WHEN DID THE V.A. BECOME SUCH A FAR-RIGHT TARGET?…. During a debate between Nevada’s U.S. Senate candidates this week, Senate Majority Leader Harry Reid (D-Nev.) noted that Sharron Angle has raised the specter of privatizing the Veterans’ Administration.
Rush Limbaugh loves the idea, and has no idea why Reid would consider that criticism.
“What is wrong with privatizing the VA? What’s wrong with privatizing? Somebody tell me where it’s working!”
This is the second time I’ve heard this from the far-right recently. Just a couple of weeks ago, extremist Senate candidate Ken Buck (R) of Colorado made a similar case:
“Would a Veterans Administration hospital that is run by the private sector be better run then by the public sector? In my view, yes.”
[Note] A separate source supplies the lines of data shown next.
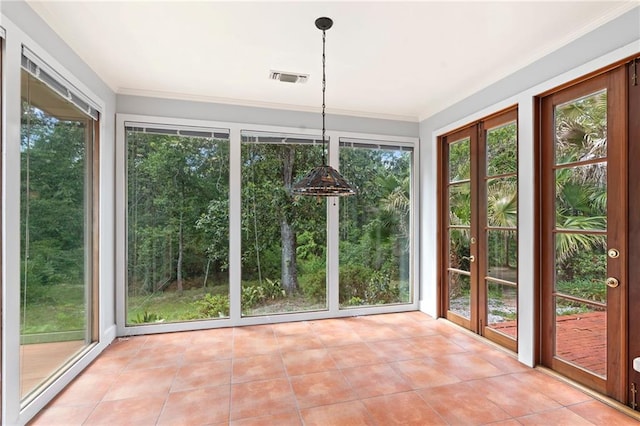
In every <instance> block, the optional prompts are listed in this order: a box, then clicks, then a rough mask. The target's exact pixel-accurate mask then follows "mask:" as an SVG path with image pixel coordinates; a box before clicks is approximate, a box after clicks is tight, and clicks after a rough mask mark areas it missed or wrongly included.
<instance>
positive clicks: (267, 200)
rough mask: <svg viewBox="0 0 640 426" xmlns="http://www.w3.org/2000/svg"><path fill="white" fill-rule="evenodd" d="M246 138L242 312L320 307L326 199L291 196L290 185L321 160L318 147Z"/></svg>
mask: <svg viewBox="0 0 640 426" xmlns="http://www.w3.org/2000/svg"><path fill="white" fill-rule="evenodd" d="M247 139H248V140H249V142H243V143H242V149H241V155H242V189H241V190H242V241H241V244H242V302H241V304H242V314H243V315H246V316H250V315H269V314H276V313H283V312H300V311H309V310H320V309H326V308H327V284H326V260H325V259H326V246H327V233H326V230H327V219H326V216H327V208H326V199H325V198H322V199H316V198H315V197H296V198H294V197H293V196H292V195H291V186H292V184H293V183H295V182H297V181H298V180H300V179H301V178H302V177H303V176H304V175H305V174H306V173H307V172H308V171H309V170H311V168H312V167H315V166H317V165H318V164H320V163H321V161H322V148H321V146H317V145H315V146H314V145H312V144H296V143H263V142H260V143H257V142H251V141H250V140H251V138H250V137H249V138H247ZM281 140H282V138H281Z"/></svg>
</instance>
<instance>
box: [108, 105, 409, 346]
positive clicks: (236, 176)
mask: <svg viewBox="0 0 640 426" xmlns="http://www.w3.org/2000/svg"><path fill="white" fill-rule="evenodd" d="M129 122H138V123H150V126H151V125H153V126H163V125H164V126H175V127H197V128H213V129H229V142H230V150H229V151H230V152H229V157H230V162H231V164H230V165H229V170H230V176H229V182H230V190H229V194H230V195H229V235H230V238H229V240H230V241H229V299H230V306H229V308H230V309H229V318H224V319H212V320H203V321H185V322H175V323H163V324H146V325H134V326H131V325H127V324H126V318H125V314H126V284H127V283H126V279H127V270H126V265H127V257H126V248H127V247H126V243H127V234H126V232H127V227H126V219H127V218H126V211H127V209H126V207H127V199H126V194H127V182H126V179H127V176H126V174H127V170H126V160H127V159H126V155H127V152H126V151H127V149H126V132H125V124H126V123H129ZM242 131H245V132H265V133H283V134H294V135H305V136H310V137H317V136H318V135H319V134H320V131H319V129H300V128H291V127H281V126H268V125H261V124H250V123H233V122H219V121H207V120H192V119H181V118H170V117H158V116H146V115H139V114H117V116H116V206H115V208H116V254H117V255H116V256H117V257H116V327H117V335H118V336H129V335H142V334H154V333H166V332H173V331H187V330H199V329H208V328H220V327H230V326H243V325H257V324H271V323H279V322H289V321H303V320H316V319H325V318H338V317H347V316H359V315H368V314H378V313H391V312H406V311H415V310H418V305H419V282H418V277H419V276H420V274H419V270H418V266H419V265H418V262H416V259H419V258H420V257H419V244H418V241H419V240H418V235H419V232H418V226H417V221H416V218H418V217H419V212H418V208H419V202H418V194H419V191H418V176H419V173H418V170H419V168H418V166H419V164H418V160H419V158H420V155H419V143H418V139H417V138H412V137H404V136H389V135H376V134H366V133H354V132H344V131H331V130H329V131H327V132H326V134H327V137H328V138H329V155H328V163H329V164H332V165H334V167H337V166H338V163H339V161H338V160H339V159H338V155H339V151H338V150H339V141H340V138H342V139H343V140H344V139H357V140H358V141H362V142H363V143H366V142H367V141H370V142H371V143H372V144H374V145H375V144H380V143H384V144H387V145H397V146H399V145H404V146H410V147H412V148H413V164H412V168H413V170H412V184H411V202H412V213H411V229H412V231H411V237H412V242H411V259H410V265H411V294H412V300H411V302H410V303H406V304H392V305H379V306H366V307H361V308H349V309H340V308H339V306H338V250H337V247H338V242H339V241H338V220H339V203H340V199H339V197H331V202H330V203H328V212H327V246H328V247H336V250H328V256H327V271H328V273H327V277H328V283H329V285H328V289H327V290H328V291H327V293H328V294H327V298H328V299H327V300H328V309H327V310H323V311H313V312H296V313H282V314H278V315H272V316H266V315H265V316H245V317H243V316H242V313H241V306H240V302H241V290H240V282H241V247H240V240H241V239H240V234H241V223H240V212H241V193H240V191H239V190H238V189H239V185H240V184H241V149H240V148H241V132H242ZM334 200H335V202H333V201H334Z"/></svg>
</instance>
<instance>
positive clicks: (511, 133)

I’m not sure why the right decided to launch this anti-VA nonsense, but so long as conservatives are pushing this line, it’s worth setting the record straight.
For the Washington Monthly, this has been a long-time area of interest. In 2005, we published a Philip Longman piece on V.A. hospitals called, “The Best Care Anywhere.”
As Longman explained at the time, “Who do you think receives higher-quality health care. Medicare patients who are free to pick their own doctors and specialists? Or aging veterans stuck in those presumably filthy VA hospitals with their antiquated equipment, uncaring administrators, and incompetent staff? An answer came in 2003, when the prestigious New England Journal of Medicine published a study that compared veterans health facilities on 11 measures of quality with fee-for-service Medicare. On all 11 measures, the quality of care in veterans facilities proved to be ‘significantly better.’ … The Annals of Internal Medicine recently published a study that compared veterans health facilities with commercial managed-care systems in their treatment of diabetes patients. In seven out of seven measures of quality, the VA provided better care.”
Yes, the taxpayer-financed, government-run VA hospitals are some of the finest medical facilities in the country. Limbaugh and Buck think they’d be better off being privatized, but that’s largely because they’re popping off on a subject they don’t understand.